Making decisions is one of a manager’s most difficult tasks. Is it the right choice? How will the employees react? Will it be disruptive? Is the effort worth the outcome?
There’s no doubt about it, making decisions can be downright painful. Most of us balk at making changes that may be difficult or hurt us or others in the short term, even when we can see there are long-term benefits.
Professor and author Michael Jensen even has a name for this hesitation – Pain Avoidance Model (PAM). According to Jensen, this isn’t a rational mode of thinking, but a set of responses imprinted in our minds that helps us escape pain by readying us to fight danger and flee from it.
How does this translate to the front office? An executive has a business problem. Solving the situation will be painful. So he chooses not to confront the unpleasant reality. He ignores the problem.
According to Jensen, PAM is not just a psychological curiosity. Businesses lose millions of dollars every year because of leadership inaction.
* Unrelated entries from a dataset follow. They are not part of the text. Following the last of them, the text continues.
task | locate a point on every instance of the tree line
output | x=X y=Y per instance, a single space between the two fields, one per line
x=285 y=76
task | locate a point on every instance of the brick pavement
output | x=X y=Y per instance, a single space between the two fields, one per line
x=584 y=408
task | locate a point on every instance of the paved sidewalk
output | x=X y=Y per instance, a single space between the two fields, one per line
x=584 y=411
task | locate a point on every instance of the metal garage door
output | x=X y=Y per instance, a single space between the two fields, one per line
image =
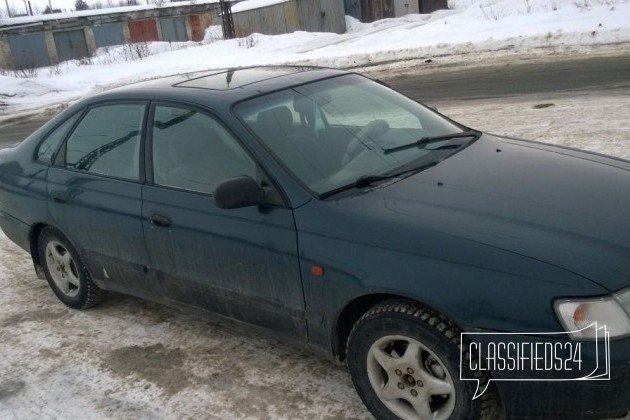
x=70 y=45
x=353 y=8
x=29 y=51
x=143 y=30
x=173 y=29
x=108 y=34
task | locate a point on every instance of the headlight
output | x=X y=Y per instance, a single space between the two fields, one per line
x=577 y=316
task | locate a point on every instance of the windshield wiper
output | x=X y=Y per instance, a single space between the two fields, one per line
x=368 y=180
x=433 y=139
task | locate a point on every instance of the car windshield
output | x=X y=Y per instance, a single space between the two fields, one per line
x=338 y=133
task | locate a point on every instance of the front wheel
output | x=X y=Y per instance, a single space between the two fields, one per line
x=404 y=361
x=65 y=272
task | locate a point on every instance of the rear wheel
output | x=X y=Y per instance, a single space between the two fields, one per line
x=404 y=361
x=65 y=272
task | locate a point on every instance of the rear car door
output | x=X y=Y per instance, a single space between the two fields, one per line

Is there any hope? Jensen says there is. He states that the very signals that tell us to avoid pain can, with training, be redirected to the rational part of our brains. That means, managers can teach themselves to face up to painful situations, recognize what must be done and act.
Change has always been one of life’s constants. But today the pace is rapid. The necessity to make fast, hard decisions will be a requirement of every manager running a successful business. Jensen predicts that those companies that embrace change – including the pain it may bring – will prosper.
So, in short, today’s successful executive must be a decisive executive. But, how do you know if the decisions you make are the correct ones?
You won’t. But not making a decision is still making a decision.
Or as the Swahili proverb says, “Standing is still going.”
Making the wrong choice is not worth the sacrifice of doing nothing. If your decision doesn’t take you where you hoped, you just make a new decision.
For as Samuel Smiles said, “We learn wisdom from failure much more than from success; we often discover what will do by finding out what will not do; and probably he who never made a mistake never made a discovery.”
It’s your decision.
Just imagine what great things you can discover.